Three quarters into their latest Smoothie King Center trip, the Houston Rockets appeared ready to rain on the parade of the surging Pelicans. Despite the absences of James Harden, Russell Westbrook and Clint Capela, their three best players on most nights, the Rockets found themselves up seven with 12 minutes to go. But once E’Twaun Moore moved his eyes upward, the tides turned New Orleans’ way for good.
“In the fourth quarter, I saw the score and was like ‘yeah, we have to pick it up,’” said the 30-year-old guard after the game. “So it was good to make some shots and help us build a lead.”
Is Moore implying that he doesn’t acknowledge the score before the fourth quarter begins? Probably not, but it does raise the question of how easy it is for players to see the exact situation from the court. Are their good sight lines on the ticker wrapping around the stands? Is it possible to get a good look at the jumbotron from directly beneath it? How much does this vary from arena to arena?
Nevertheless, once Moore knew his team trailed by seven and wisely willed his teammates to “pick it up,” they did. And I’m going to go out on a limb and say of Moore’s contributions, which included 14 of the Pelicans’ 41 points in the period, what the man himself called them: good. The result was a suddenly dominant 127-112 victory and the extension of a winning streak that stretched to a season-long four games. The +22 they put up on the Rockets in the fourth quarter was uniquely superb, but a string of strong showings in the final dozen minutes of regulation have been pivotal to putting the Pelicans back on a winning track that weaved through Denver and Portland before circling back to the Smoothie King Center.
Moore isn’t the only common denominator in these performances, but he’s certainly been one of them. After riding the pine for the final seven games of the Pelicans’ 13-game skid, he’s been back in action for the previous six contests and has averaged nearly 23 minutes per game in the last four. That playing time includes over nine minutes of fourth-quarter action per game, during which he’s scored nearly half (26) of his 59 total points. Moore’s game has never been flashy, but he’s provided the substance and execution the Pelicans have desperately needed to get over the hump.
For as much as he loves his patented floater, Moore’s knack for sliding into open three-point space has been the most prominent aspect of his shot profile this season. His 41.1 percent three-point rate is a career high, and he’s taken them all over the floor:
The first clip typifies the sort of fast-break behavior that drives basketball traditionalists mad, but it’s a perfect example of Moore finding his spots. Save for the occasional razzle-dazzle, he isn’t one to try and create his own shot off the dribble, especially from three-point land. Through December 31, 91.4 percent of his threes have been assisted, and his availability on fast breaks has been a key contributor to that total.
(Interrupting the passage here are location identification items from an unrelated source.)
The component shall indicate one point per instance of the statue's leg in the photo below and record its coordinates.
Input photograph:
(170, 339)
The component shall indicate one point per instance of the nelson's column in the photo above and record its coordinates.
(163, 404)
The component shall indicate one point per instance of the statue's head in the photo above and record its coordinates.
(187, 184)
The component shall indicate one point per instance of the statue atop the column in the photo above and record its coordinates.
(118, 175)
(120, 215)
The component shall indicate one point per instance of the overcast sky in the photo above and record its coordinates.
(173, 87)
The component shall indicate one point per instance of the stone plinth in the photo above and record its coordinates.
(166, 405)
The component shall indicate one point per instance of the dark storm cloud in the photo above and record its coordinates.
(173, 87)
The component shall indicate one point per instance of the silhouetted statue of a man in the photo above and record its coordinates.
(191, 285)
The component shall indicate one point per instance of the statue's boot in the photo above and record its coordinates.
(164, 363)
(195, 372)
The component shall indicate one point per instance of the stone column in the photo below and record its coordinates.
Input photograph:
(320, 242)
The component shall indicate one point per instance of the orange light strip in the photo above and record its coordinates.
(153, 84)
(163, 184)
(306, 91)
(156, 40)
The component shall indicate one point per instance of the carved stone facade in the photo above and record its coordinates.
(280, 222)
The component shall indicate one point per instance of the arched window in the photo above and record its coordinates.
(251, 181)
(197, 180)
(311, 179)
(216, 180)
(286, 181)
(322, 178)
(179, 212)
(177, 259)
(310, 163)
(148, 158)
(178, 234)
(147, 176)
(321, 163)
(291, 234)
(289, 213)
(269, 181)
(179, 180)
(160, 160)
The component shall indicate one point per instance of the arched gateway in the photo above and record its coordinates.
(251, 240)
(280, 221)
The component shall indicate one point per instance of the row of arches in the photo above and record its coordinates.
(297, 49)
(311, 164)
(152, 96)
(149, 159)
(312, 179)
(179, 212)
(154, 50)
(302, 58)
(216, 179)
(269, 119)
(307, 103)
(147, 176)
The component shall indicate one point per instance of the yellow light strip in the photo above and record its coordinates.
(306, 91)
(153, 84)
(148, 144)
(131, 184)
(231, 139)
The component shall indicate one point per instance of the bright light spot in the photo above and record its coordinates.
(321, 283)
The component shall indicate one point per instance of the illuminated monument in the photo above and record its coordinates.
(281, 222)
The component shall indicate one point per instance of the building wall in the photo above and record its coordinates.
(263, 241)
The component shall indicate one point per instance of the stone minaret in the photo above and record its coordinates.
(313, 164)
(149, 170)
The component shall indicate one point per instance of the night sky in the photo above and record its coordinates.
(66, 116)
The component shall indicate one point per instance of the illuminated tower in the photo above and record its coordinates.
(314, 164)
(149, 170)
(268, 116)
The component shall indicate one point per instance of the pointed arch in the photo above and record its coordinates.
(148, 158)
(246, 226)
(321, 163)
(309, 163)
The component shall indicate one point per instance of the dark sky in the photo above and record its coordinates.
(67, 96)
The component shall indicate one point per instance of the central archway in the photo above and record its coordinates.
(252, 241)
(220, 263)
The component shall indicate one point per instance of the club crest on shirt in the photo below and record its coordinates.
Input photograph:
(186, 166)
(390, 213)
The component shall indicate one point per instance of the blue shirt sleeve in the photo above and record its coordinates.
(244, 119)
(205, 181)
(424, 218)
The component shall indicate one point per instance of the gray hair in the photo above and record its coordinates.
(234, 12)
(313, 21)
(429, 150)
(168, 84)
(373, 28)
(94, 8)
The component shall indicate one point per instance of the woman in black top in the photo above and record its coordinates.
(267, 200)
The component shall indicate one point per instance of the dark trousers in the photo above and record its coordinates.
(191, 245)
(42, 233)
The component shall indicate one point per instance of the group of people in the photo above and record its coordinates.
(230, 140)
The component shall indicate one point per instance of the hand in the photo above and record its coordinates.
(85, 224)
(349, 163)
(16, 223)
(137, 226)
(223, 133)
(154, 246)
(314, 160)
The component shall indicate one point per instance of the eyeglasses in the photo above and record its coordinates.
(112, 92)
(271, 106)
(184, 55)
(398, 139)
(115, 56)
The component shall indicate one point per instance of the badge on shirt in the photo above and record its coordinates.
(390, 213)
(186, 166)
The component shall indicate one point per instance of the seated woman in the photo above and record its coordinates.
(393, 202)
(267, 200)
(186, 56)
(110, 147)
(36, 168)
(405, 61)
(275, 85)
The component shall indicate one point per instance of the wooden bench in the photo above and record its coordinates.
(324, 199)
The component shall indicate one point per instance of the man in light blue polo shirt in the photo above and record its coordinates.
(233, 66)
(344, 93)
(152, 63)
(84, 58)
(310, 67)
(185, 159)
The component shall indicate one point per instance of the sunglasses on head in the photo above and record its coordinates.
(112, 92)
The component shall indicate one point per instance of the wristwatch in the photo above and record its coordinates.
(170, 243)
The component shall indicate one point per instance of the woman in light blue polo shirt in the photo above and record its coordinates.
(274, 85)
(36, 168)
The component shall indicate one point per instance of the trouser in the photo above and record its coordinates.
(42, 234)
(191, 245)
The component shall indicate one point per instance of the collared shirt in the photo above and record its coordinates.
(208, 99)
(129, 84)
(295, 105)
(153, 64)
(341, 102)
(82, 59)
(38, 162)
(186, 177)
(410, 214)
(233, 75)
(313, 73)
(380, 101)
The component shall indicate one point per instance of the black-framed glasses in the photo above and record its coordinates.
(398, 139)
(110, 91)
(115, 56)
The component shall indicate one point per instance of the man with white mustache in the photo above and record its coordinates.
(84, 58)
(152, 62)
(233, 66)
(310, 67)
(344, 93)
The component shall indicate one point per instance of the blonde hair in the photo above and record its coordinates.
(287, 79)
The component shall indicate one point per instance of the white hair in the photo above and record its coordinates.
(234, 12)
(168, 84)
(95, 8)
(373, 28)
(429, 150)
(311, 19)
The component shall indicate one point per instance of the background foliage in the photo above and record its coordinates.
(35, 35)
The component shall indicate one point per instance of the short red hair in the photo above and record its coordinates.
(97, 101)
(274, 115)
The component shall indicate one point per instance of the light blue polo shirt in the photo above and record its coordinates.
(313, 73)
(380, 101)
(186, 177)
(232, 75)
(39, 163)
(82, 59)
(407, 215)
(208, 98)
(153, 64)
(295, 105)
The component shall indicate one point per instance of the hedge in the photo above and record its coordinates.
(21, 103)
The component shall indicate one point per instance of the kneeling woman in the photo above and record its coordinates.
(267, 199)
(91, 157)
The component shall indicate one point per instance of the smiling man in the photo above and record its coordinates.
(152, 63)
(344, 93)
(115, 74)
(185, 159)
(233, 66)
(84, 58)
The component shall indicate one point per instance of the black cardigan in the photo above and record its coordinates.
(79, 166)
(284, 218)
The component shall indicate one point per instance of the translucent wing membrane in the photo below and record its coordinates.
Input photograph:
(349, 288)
It’s easier to find that sort of space when half of the players are on the other side of the court, but Moore can find space in the halfcourt offense too. As the ball rattles around the floor after his own mid-ranged attempt in the second clip, Moore realizes that his man, whether it be Chris Clemons or Eric Gordon, is preoccupied, and appropriately sneaks into the wide-open corner.
His 43.2 three-point percentage matches the mark he boasted last season and is ninth-best among players who’ve shot at least 80 long-ranged shots this season. When his shot goes cold and his outlet or alley-oop passes teeter on disaster, it can be easy to ask why he continues to get playing time over a young player like Nickeil Alexander-Walker. It’s a valid question! But the answer is his ability to simplify his game, find space amidst the chaos of a broken play or a fast break and knock down shots, a skill well-suited for the up-tempo scheme that Alvin Gentry wants in a complementary wing.
The following clip and the previous two were from the same two-minute stretch in the latest contest against the Rockets in which Moore knocked down four straight threes to turn the tides of the game. By game’s end, Moore had boosted his fourth-quarter three-point percentage to 66.7 percent over the four-game winning streak. Sure, that’s only a 12-shot sample, but the fact of the matter is that when the Pelicans have needed a bucket, the team’s second-oldest player has come through.
When the rubber meets the road, a team that relies on a role player like E’Twaun Moore staying hot throughout the course of a season likely won’t accomplish much. However, he’s not employed to put the rest of the roster on his back on a regular basis. Rather, he’s asked to occasionally pick up the slack left by the team’s core contributors, which was most recently present in the form of an 0-11 combined effort from the field from JJ Redick and Josh Hart.
Teams will often go as far as their two or three best players will take them. The same can be said of the Pelicans, whose success this year depends in large part on Jrue Holiday, Brandon Ingram and, eventually, Zion Williamson. While that group may not yet have the star power necessary to match up with the league’s elite on a regular basis, the supportive presence of Redick, Hart, Lonzo Ball, Derrick Favors, Jaxson Hayes and Moore is more than most trios in the back half of the Western Conference can rely on. Hopefully Moore won’t have to bear as much responsibility as he has during this most recent stretch, but the fact that he’s been able to do so at all could wind up being the difference in what will likely shape up to be a tight race for the eighth seed.